Let us first define God as, for lack of a better word, the Unknowable, which to it is assigned no sense of benevolence nor malignancy, because God, by monotheistic definition, generally bears a positive connotation, viz, the All-Knowing, All-Good, benign being who maintains an intimate relationship with his creations, specifically- us, Man, to whom the planet he created, and all life that it sustains, is entrusted.
When this Unknowable bestows the land with rain, and blesses the trees to harbor hearty fruit, we adorn it with titles worthy of reverence and admiration. But we call that same unknowable being Satan, Baphomet, Angra Mainyu, Lucifer; the morning star, Baalzebub; Lord of the Flies, when it sends forth a swarm of locusts to consume the grain-fields, a deluge, or a violent tempest to scourge the land.
Overtime, as each of the dual natures of the being became more and more detached and personified from the single substance, they eventually became antagonistic entities; separate from each other, like how, within, the primordial chaos resides the potential to give rise to the heavens and the earth. The Devil becomes a dark silhouette, to which all the evils and the suffering of the world are entailed. Then, needless to say, its counterpart, namely, God, by default, is assigned all the goodness that was withheld from the devil. Ergo the goodness of the unknowable transfigured into God, which became the visage of Light, and the evils became its disfigured shadow, the mask of Darkness. Moncure Daniel Conway, in his Demonology and Devil-lore (1879) says “Every bright god had his shadow, so to say; and under the influence of Dualism this shadow attained a distinct existence and personality in the popular imagination. The principle having once been established, that what seemed beneficent and what seemed the reverse must be ascribed to different powers”.

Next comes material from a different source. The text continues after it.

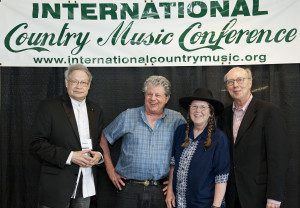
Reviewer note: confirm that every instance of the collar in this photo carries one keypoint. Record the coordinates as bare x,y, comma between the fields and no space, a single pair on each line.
143,111
244,108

But one man’s God is another man’s Devil. When nations wage war against each other, or when religious ideals of a civilization come into conflict with another’s, these discords are reflected in the heavens above. In these celestial warfare gods do not hurl lightning bolts against each other, nor do they play a vital role, as depicted in popular culture. It is the priests and the monks of the nations that blow the war horns and lead the battalion. Brandishing the greatest weapon in their arsenal; propaganda, combined with their sharp tongue and quick wit, the fervency with which they promote the superiority of their patron gods while simultaneously demonizing those of their enemies’ is comparable to today’s electoral campaigns. The rule of the thumb was that the priests had to demote the foreign gods into devils and demons, whilst still retaining their existence, because such denial will inevitably lead their followers into questioning the existence of their own patron deities. Lesser belief systems with little or no evangelical power could either continue appeasing the old idols, which are then demonized, and expose themselves to ridicule and accusations of blasphemy, or they could come to an appeasement by letting their gods gradually relegate into the ranks of the superior religion, like how Nats were absorbed into the Buddhist cosmogony, and under its guise continue worshiping their ancestral deities. The role of priesthood reverberates far beyond the altars and the temples within which they dwell, and often permeates into the political landscape and so the priests, at their prime, were equally potent politicians as they were disseminators of religious beliefs.